Getting a drink in Ecuador is proving a tricky task these days. Ecuadorians can forget about having a nightcap in a bar after midnight during the week, popping to the corner store after 22.00 for a bottle of wine, drinking a beer while watching football at a stadium or a cocktail after 2.00 at weekends.
The government has also banned the sale of alcohol in any bar or store on Sundays. Ecuadorians who fancy a drink on the Sabbath now have to order food at licensed restaurants before 16.00 and then only beer, wine and chicha – a maize concoction favoured by Ecuador’s indigenous people – can be drunk.
Last month, Ecuador introduced these restrictions in a bid to stem a recent spike in murders in the capital Quito and the country’s most populous city, Guayaquil.

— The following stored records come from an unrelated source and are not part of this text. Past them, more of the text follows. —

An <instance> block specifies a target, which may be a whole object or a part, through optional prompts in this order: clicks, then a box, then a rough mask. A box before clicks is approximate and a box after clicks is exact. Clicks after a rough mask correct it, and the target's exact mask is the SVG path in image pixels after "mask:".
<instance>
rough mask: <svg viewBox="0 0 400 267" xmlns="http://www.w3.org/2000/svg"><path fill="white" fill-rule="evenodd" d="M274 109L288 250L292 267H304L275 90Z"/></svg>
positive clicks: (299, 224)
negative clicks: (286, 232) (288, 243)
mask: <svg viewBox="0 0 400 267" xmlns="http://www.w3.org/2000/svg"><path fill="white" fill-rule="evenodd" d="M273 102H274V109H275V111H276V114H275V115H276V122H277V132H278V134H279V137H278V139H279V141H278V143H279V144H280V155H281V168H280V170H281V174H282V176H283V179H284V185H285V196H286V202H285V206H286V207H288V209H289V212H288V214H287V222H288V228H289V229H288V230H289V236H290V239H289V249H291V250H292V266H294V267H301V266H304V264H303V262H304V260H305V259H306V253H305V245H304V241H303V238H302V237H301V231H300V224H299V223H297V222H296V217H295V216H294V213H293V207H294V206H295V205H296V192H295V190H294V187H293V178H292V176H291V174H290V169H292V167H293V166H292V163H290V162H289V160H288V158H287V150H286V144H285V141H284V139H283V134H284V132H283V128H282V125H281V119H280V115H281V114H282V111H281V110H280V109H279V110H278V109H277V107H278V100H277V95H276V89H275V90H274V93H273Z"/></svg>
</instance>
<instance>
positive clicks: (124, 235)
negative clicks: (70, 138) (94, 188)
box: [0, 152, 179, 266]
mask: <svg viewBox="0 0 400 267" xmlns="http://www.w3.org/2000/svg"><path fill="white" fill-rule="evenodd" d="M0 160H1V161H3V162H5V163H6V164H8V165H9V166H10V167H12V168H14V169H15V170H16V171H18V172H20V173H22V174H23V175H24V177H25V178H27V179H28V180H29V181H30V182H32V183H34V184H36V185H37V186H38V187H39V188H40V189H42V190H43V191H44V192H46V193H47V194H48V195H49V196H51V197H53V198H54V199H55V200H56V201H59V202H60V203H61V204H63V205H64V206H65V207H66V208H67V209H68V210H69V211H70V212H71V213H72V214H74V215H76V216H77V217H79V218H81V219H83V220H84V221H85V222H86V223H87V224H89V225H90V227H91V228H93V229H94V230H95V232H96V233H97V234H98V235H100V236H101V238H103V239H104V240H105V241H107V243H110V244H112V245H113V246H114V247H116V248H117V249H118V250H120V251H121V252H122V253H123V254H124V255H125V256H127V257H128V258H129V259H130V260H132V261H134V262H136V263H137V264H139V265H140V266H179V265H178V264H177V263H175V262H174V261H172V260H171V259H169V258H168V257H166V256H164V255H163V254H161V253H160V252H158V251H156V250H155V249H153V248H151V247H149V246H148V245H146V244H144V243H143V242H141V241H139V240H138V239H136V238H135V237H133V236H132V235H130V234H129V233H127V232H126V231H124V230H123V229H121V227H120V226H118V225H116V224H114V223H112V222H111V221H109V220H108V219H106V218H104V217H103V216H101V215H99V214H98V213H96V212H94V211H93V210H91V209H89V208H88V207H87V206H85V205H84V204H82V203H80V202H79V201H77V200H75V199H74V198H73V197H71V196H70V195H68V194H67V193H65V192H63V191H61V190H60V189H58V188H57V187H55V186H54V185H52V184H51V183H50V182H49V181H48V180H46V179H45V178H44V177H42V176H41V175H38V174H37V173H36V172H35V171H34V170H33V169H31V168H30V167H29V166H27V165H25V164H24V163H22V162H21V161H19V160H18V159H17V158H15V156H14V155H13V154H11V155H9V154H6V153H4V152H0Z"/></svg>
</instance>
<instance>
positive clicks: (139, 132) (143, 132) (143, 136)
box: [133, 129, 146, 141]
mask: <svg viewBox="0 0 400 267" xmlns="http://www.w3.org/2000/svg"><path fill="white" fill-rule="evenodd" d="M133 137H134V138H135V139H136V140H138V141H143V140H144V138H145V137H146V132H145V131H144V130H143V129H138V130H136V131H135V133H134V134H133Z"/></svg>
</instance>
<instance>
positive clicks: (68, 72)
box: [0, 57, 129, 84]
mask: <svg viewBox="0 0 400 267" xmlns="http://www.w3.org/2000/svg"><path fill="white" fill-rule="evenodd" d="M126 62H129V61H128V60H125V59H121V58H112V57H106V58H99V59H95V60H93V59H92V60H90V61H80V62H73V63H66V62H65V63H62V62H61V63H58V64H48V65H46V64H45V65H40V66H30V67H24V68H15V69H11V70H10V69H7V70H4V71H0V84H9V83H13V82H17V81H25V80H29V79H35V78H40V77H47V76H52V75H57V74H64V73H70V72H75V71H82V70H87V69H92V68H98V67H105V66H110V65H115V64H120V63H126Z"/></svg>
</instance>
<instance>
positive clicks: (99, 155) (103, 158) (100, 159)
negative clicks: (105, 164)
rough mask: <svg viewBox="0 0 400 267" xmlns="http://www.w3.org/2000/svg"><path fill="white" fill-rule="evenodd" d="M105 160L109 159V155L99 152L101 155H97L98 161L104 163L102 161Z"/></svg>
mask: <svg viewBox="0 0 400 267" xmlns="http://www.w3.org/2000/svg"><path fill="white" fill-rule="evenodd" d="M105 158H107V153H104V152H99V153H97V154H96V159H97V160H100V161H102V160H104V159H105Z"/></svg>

The tipping point was the fatal shooting of a politician’s wife at an upmarket restaurant by hitmen in May. The crime shocked Ecuador and prompted the government to take swift action.
Restricting the sale of alcohol is “part of the fight against violence”, says Ecuador’s interior minister, Gustavo Jalkh. “Just as we say machismo is linked to violence, so is alcohol,” although there was no suggestion that the hit men were emboldened by alcohol on this occasion.

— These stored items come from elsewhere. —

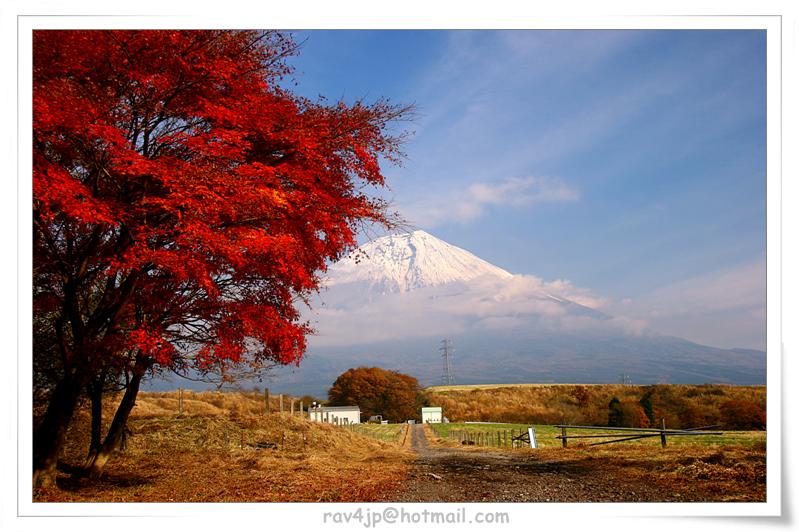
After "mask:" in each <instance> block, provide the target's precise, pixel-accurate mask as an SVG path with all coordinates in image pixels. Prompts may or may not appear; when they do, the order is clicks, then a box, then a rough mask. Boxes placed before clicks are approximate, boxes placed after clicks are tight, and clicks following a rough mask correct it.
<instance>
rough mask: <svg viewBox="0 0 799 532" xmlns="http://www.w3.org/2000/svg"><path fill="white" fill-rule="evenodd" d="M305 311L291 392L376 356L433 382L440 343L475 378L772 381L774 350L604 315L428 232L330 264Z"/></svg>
mask: <svg viewBox="0 0 799 532" xmlns="http://www.w3.org/2000/svg"><path fill="white" fill-rule="evenodd" d="M326 287H327V288H326V290H323V291H322V292H321V293H320V294H319V298H318V300H317V301H314V302H312V307H311V309H312V310H310V311H309V312H308V313H307V314H306V318H307V319H308V320H309V321H310V324H311V325H312V326H313V327H314V328H315V329H316V333H315V334H314V335H312V336H311V337H309V339H308V340H309V341H308V352H307V355H306V359H305V361H304V362H303V364H302V365H301V367H300V368H299V369H298V370H293V372H292V373H291V374H288V375H286V374H284V375H282V376H281V378H280V379H279V380H280V381H281V382H282V383H284V387H283V388H282V389H284V390H285V391H291V392H303V393H304V392H313V393H323V392H324V391H325V390H326V389H327V388H328V387H329V386H330V385H331V384H332V382H333V381H334V380H335V378H336V377H337V376H338V375H339V374H340V373H341V372H343V371H345V370H346V369H348V368H350V367H355V366H359V365H377V366H382V367H385V368H389V369H395V370H399V371H402V372H405V373H410V374H411V375H414V376H416V377H417V378H419V379H420V381H421V382H422V384H425V385H427V384H435V383H437V382H438V380H439V376H440V354H439V353H438V346H439V342H440V340H441V339H442V338H444V337H448V338H451V339H453V340H454V345H455V350H456V354H455V358H454V368H455V378H456V381H457V382H459V383H463V384H468V383H517V382H582V383H601V382H616V380H617V379H618V374H619V373H620V372H625V373H627V374H629V375H630V376H631V377H632V379H633V382H635V383H655V382H671V383H704V382H727V383H734V384H761V383H765V353H763V352H761V351H742V350H734V349H718V348H714V347H709V346H704V345H699V344H696V343H693V342H690V341H688V340H684V339H681V338H675V337H670V336H664V335H660V334H658V333H656V332H653V331H650V330H647V329H646V328H645V327H644V326H643V325H642V322H641V321H640V320H636V319H635V318H634V317H618V316H617V317H614V316H609V315H607V314H606V313H604V312H602V308H603V304H602V303H603V300H602V299H601V298H598V297H596V296H595V295H593V294H592V293H591V291H590V290H586V289H581V288H578V287H575V286H573V285H572V284H570V283H569V282H568V281H562V280H554V281H545V280H542V279H540V278H537V277H534V276H532V275H523V274H511V273H510V272H508V271H506V270H503V269H502V268H499V267H497V266H495V265H493V264H490V263H489V262H486V261H485V260H483V259H480V258H479V257H476V256H475V255H473V254H472V253H470V252H468V251H466V250H463V249H461V248H458V247H456V246H453V245H451V244H448V243H446V242H444V241H442V240H440V239H438V238H436V237H434V236H432V235H430V234H428V233H426V232H424V231H414V232H412V233H407V234H395V235H390V236H386V237H383V238H379V239H376V240H374V241H372V242H370V243H367V244H365V245H363V246H362V247H361V248H360V249H359V250H357V252H356V253H354V254H352V255H351V256H350V257H348V258H346V259H344V260H342V261H340V262H338V263H337V264H334V265H333V266H332V267H331V268H329V270H328V280H327V282H326Z"/></svg>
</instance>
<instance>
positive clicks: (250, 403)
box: [34, 391, 410, 502]
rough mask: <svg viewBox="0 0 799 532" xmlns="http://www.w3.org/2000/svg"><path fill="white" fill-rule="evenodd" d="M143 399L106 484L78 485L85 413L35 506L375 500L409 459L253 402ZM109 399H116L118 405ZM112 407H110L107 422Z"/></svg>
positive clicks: (169, 397) (366, 441) (75, 420)
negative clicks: (125, 446)
mask: <svg viewBox="0 0 799 532" xmlns="http://www.w3.org/2000/svg"><path fill="white" fill-rule="evenodd" d="M183 393H184V395H183V412H184V414H183V415H178V414H176V412H177V393H176V392H170V393H142V394H141V395H140V397H139V399H138V400H137V405H136V408H135V409H134V411H133V413H132V415H131V419H130V421H129V424H128V426H129V428H130V429H131V431H132V433H133V434H132V436H131V438H130V440H129V446H128V448H127V450H125V451H123V452H118V453H117V454H116V455H115V456H114V457H113V458H112V459H111V461H110V462H109V463H108V465H107V467H106V475H105V476H104V478H102V479H100V480H99V481H89V480H88V479H76V478H73V477H70V476H69V475H68V474H67V473H69V472H70V471H71V470H73V469H75V468H77V467H78V466H79V465H80V464H81V463H82V460H83V458H84V457H85V452H86V449H87V448H88V425H89V421H90V420H89V415H88V412H87V410H86V409H85V408H84V409H82V410H81V411H79V412H78V415H77V417H76V420H75V422H74V424H73V427H72V428H71V430H70V433H69V436H68V445H67V448H66V452H65V455H64V456H63V462H64V464H63V467H62V469H63V472H62V473H60V475H59V480H58V487H57V488H53V489H48V490H41V491H39V492H37V493H35V494H34V500H36V501H94V502H126V501H150V502H155V501H183V502H189V501H202V502H214V501H228V502H232V501H239V502H245V501H272V502H277V501H285V502H289V501H371V500H377V499H379V498H381V497H382V496H383V494H384V493H386V492H387V491H388V490H391V489H394V488H396V486H397V485H398V483H399V482H401V481H402V480H403V479H404V478H405V475H406V472H407V470H408V468H409V457H410V454H409V453H408V451H406V450H403V449H401V448H400V446H399V444H397V443H393V442H382V441H378V440H376V439H374V438H370V437H368V436H364V435H361V434H359V433H356V432H353V431H350V430H347V429H345V428H341V427H335V426H332V425H327V424H322V423H315V422H311V421H309V420H307V419H305V418H300V417H299V416H298V415H297V416H293V417H292V416H290V415H288V414H279V413H272V414H268V415H264V414H260V415H257V414H252V413H251V412H253V411H257V409H258V407H260V408H261V412H262V411H263V410H262V408H263V407H262V402H261V403H259V401H258V399H256V398H254V397H252V396H248V395H246V394H236V393H218V392H185V391H184V392H183ZM110 402H111V401H108V403H110ZM111 415H112V406H111V405H108V410H107V411H106V416H105V417H106V419H105V421H106V423H107V422H109V421H110V416H111Z"/></svg>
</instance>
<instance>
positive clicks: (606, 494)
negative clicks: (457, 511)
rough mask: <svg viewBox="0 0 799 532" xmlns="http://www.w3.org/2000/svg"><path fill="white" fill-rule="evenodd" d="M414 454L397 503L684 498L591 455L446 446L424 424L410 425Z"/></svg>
mask: <svg viewBox="0 0 799 532" xmlns="http://www.w3.org/2000/svg"><path fill="white" fill-rule="evenodd" d="M408 430H410V431H411V432H410V434H409V436H410V438H409V439H410V442H409V443H410V448H411V449H412V450H413V451H414V452H415V453H416V459H415V460H414V463H413V468H412V470H411V473H410V475H409V479H408V481H407V482H406V483H405V485H404V486H403V487H402V488H401V489H399V490H397V491H396V492H394V493H391V494H389V495H388V496H387V497H386V499H385V500H388V501H396V502H401V501H402V502H421V501H426V502H611V501H612V502H636V501H685V500H686V499H684V498H682V497H683V495H681V494H679V493H671V492H670V491H669V490H667V489H664V488H662V487H659V486H656V485H652V484H651V483H645V482H642V481H636V480H631V479H626V478H624V476H623V471H622V470H618V469H614V468H609V469H608V468H604V467H602V466H601V465H600V464H598V463H596V461H591V460H590V459H584V458H581V459H576V460H568V459H566V460H544V459H541V458H539V457H537V456H536V455H535V454H534V453H533V454H531V453H529V452H524V451H521V452H498V451H488V450H486V451H483V450H466V449H460V448H451V447H444V446H439V445H435V444H430V443H429V442H428V438H427V434H426V432H427V431H428V430H429V429H427V428H426V427H424V426H423V425H409V426H408Z"/></svg>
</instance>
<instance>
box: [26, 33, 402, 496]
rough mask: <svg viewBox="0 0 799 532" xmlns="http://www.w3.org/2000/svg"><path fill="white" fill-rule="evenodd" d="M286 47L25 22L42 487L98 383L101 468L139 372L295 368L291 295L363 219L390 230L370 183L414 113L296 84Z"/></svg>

And many people believe the rise in violence should also be blamed on the increasing use of Ecuador as a transit country by drug traffickers shipping cocaine to the US. Earlier this month, Ecuadorian police seized a submarine that had been built by drug smugglers in the jungle and was designed to smuggle drugs north towards the lucrative North American markets.

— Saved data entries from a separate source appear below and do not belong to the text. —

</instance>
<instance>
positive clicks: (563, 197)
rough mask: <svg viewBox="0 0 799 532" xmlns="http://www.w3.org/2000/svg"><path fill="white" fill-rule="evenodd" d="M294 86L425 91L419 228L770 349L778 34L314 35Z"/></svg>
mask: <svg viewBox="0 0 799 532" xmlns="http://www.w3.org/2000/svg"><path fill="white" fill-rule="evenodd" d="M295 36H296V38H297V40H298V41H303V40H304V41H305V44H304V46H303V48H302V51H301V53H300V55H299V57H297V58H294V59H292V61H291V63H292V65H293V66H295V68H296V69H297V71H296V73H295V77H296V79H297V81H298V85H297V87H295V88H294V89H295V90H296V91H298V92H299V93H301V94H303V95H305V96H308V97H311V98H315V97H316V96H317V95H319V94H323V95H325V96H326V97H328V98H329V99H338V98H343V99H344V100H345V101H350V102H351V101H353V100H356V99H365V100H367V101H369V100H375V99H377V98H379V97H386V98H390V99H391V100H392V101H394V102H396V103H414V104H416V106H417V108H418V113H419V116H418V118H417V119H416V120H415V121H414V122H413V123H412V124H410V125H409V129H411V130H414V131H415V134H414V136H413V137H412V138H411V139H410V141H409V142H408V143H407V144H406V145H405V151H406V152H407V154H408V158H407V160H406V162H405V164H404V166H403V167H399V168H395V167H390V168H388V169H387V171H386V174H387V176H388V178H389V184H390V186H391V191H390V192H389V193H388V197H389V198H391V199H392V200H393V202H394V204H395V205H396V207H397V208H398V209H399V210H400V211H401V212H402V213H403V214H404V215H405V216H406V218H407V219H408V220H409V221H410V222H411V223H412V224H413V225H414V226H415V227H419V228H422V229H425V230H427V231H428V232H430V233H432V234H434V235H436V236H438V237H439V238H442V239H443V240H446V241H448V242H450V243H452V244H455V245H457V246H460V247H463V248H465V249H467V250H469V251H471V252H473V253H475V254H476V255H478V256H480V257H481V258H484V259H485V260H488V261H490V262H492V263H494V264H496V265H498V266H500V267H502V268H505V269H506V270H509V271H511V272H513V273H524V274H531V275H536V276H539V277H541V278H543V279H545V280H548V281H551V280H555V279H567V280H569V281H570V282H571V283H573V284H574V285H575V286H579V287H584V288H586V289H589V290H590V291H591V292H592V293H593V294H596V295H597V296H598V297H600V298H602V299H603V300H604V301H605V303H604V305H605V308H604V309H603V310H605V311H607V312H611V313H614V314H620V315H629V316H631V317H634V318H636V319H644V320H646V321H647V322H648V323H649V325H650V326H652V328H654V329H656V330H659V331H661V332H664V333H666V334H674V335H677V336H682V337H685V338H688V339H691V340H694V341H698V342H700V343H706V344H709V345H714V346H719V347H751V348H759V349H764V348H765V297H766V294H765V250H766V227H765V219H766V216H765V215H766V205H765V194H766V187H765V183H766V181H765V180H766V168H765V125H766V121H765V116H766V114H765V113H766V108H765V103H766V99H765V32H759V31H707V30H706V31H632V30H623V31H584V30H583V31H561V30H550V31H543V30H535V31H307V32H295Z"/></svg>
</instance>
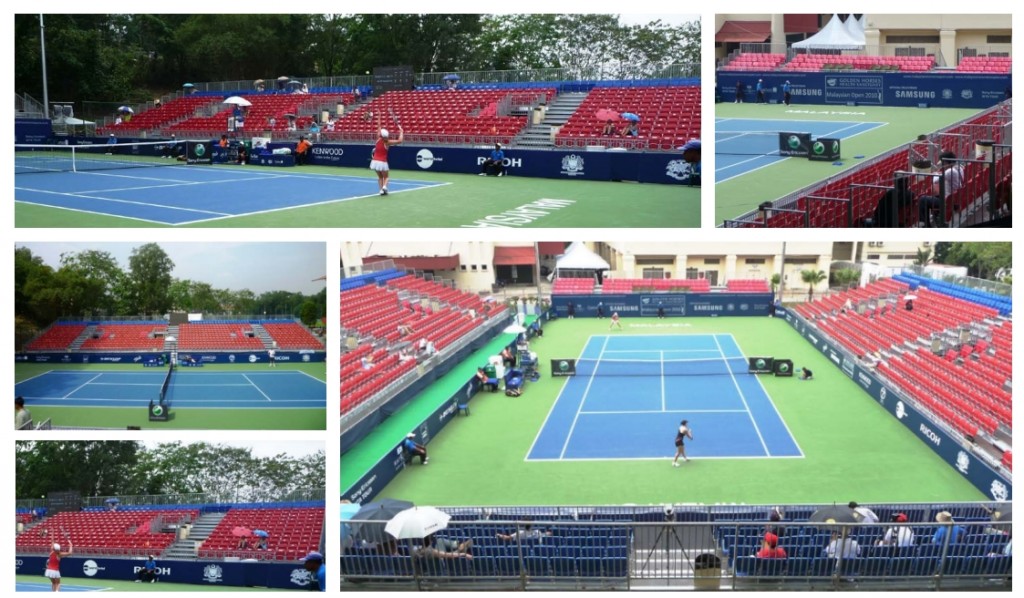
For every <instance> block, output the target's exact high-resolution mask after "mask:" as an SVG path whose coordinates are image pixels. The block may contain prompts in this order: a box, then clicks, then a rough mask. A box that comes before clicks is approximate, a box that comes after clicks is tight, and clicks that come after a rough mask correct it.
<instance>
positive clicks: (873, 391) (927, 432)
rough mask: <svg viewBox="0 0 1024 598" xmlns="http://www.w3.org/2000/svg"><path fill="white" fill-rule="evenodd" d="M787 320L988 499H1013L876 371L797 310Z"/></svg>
mask: <svg viewBox="0 0 1024 598" xmlns="http://www.w3.org/2000/svg"><path fill="white" fill-rule="evenodd" d="M785 319H786V322H787V323H790V326H792V327H793V328H794V329H795V330H797V332H799V333H800V334H801V335H802V336H803V337H804V340H806V341H807V342H809V343H811V345H812V346H814V347H815V348H817V349H818V350H819V351H821V353H822V354H823V355H825V356H827V357H828V359H829V360H830V361H833V362H834V364H835V365H836V367H837V368H840V369H841V370H842V371H843V373H844V374H846V375H847V376H849V377H850V378H851V379H852V380H853V381H854V382H856V383H857V384H859V385H860V387H861V388H863V389H864V392H866V393H867V394H868V395H869V396H870V397H871V398H872V399H874V400H876V401H877V402H878V403H879V404H880V405H882V407H883V408H884V409H885V410H886V411H888V412H889V414H890V415H891V416H893V417H894V418H896V419H897V420H899V421H900V423H902V424H903V425H904V426H906V428H907V429H909V430H910V431H911V432H913V433H914V435H915V436H918V437H919V438H920V439H921V441H922V442H924V443H925V444H927V445H928V446H929V447H930V448H931V450H932V451H934V452H935V453H936V454H938V456H939V457H941V458H942V459H943V460H944V461H945V462H946V463H948V464H949V466H950V467H952V468H953V469H955V470H956V471H957V472H959V473H961V475H963V476H964V477H966V478H967V479H968V480H969V481H970V482H971V483H972V484H974V485H975V487H977V488H978V489H979V490H981V492H982V494H984V495H985V496H987V497H989V498H991V499H992V500H993V501H998V502H1004V501H1010V500H1013V496H1012V495H1013V484H1012V482H1011V480H1009V479H1006V478H1004V477H1002V476H1001V475H999V474H998V473H997V472H996V471H995V470H994V469H992V468H991V467H989V465H988V464H987V463H985V462H984V461H982V460H981V459H979V458H978V457H977V456H975V455H974V454H973V453H972V452H971V451H969V450H967V448H965V447H964V446H963V445H961V444H959V443H957V442H956V440H954V439H953V438H952V437H951V436H950V435H949V434H948V433H946V431H945V430H944V429H943V428H942V427H941V426H939V425H938V424H937V423H935V422H934V421H932V420H930V419H928V418H927V417H925V416H924V415H922V414H921V413H920V412H919V411H918V408H915V407H914V405H913V404H911V403H910V402H909V401H906V400H903V399H902V397H901V396H900V395H899V393H898V392H897V391H896V390H895V389H894V388H893V387H890V386H888V384H887V383H885V382H883V381H882V380H881V379H880V378H879V377H878V376H876V375H874V372H873V371H871V370H869V369H867V368H864V367H862V366H861V365H860V364H859V362H857V361H856V359H854V358H853V357H852V356H851V355H850V354H849V353H847V351H845V350H843V349H842V348H840V347H839V346H837V345H835V344H833V342H831V341H830V340H828V339H827V338H825V337H824V336H823V335H821V334H820V332H818V331H817V329H816V328H814V327H813V326H811V324H810V323H808V322H806V321H805V319H804V318H803V317H801V316H800V315H798V314H797V313H795V312H793V311H786V312H785Z"/></svg>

However, the police say that round 10 per cent of murders in Ecuador are alcohol related and that alcohol is also the primary cause of fatal road accidents. And just over half of all violent deaths in Ecuador occur during the weekend – hence the supposed logic of an alcohol ban, especially at weekends.
Not surprisingly, the booze clampdown hasn’t gone down well with bar and club owners, the tourist industry and small-shop owners who used to make the bulk of their alcohol sales after midnight.
Santiago Avila, who runs a disco in Quito, says the laws are bad for business. “We’re about 50 per cent down in alcohol sales and I’m having to cut shifts and possibly lay off staff,” he says.
Out on Ecuador’s Galapagos Islands, tourists stepping off cruise liners will find it impossible to party till dawn or get a beer on a late Sunday afternoon.
The government insists the new alcohol laws are working and that crime incidents, notably domestic violence, are down 10 per cent across the country since the laws were introduced.
It’s not the first time that limiting the sale of alcohol has been introduced in Ecuador, as in other Latin American countries, as a quick fix solution to curb crime waves. But whether police can stop bootlegging and enforce the laws over the long term is another matter.